JOANNA KLUZIK-ROSTKOWSKA W PROGRAMIE LISA. Fot. wPolityce.pl
JOANNA KLUZIK-ROSTKOWSKA W PROGRAMIE LISA. Fot. wPolityce.pl

Z kronikarskiego tylko obowiązku odnotowujemy, bo powtarzalność tego już nudzi, że u Tomasza Lisa bez zmian. CAŁY poniedziałkowy program w TVP 2, po czterech latach rządów Platformy,  poświęcony został ocenie... Jarosława Kaczyńskiego. Z kuriozalnym nieco świadkiem oskarżenia - Joanną Kluzik-Rostkowską (choć w wyjątkowo złej formie).

W drugiej części programu Lech Wałęsa - pięć minut o zdrowiu syna, dziesięć o niebezpieczeństwach jakie niesie Prawo i Sprawiedliwość. Gdy byłemu prezydentowi brakowało słów, argumenty podrzucał pan Tomasz.

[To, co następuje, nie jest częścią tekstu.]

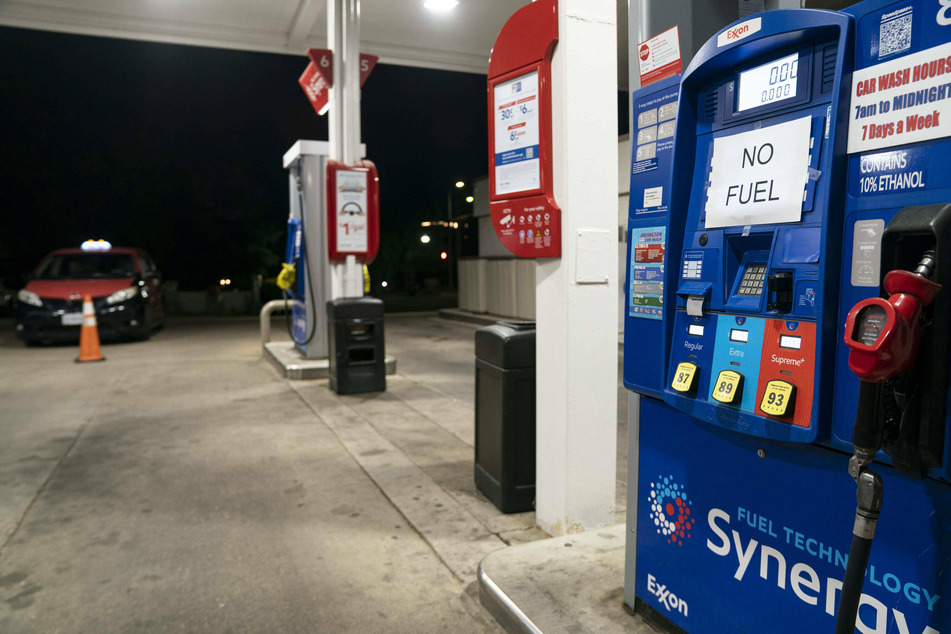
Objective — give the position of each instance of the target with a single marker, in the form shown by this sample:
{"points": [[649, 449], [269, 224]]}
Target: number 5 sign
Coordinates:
{"points": [[318, 76]]}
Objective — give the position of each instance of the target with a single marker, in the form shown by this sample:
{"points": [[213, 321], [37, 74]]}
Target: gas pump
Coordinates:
{"points": [[743, 503], [305, 277]]}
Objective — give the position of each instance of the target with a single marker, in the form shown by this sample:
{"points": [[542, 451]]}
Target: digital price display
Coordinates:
{"points": [[768, 83]]}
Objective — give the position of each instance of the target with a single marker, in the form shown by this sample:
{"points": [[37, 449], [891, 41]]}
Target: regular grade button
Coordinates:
{"points": [[685, 378], [728, 388], [779, 399]]}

A na koniec, na napisach końcowych, teledysk, zmontowany z poucinanych wypowiedzi, z którego jednoznacznie wynika, że TRZEBA głosować na Platformę.

Słowem - Tomek na wyborczym froncie. Wypada powtórzyć - sztabowcy PO nie zrobiliby tego lepiej. A Sławomir Nowak w roli moderatora (bez złośliwości, na serio) gwarantowałby większy obiektywizm.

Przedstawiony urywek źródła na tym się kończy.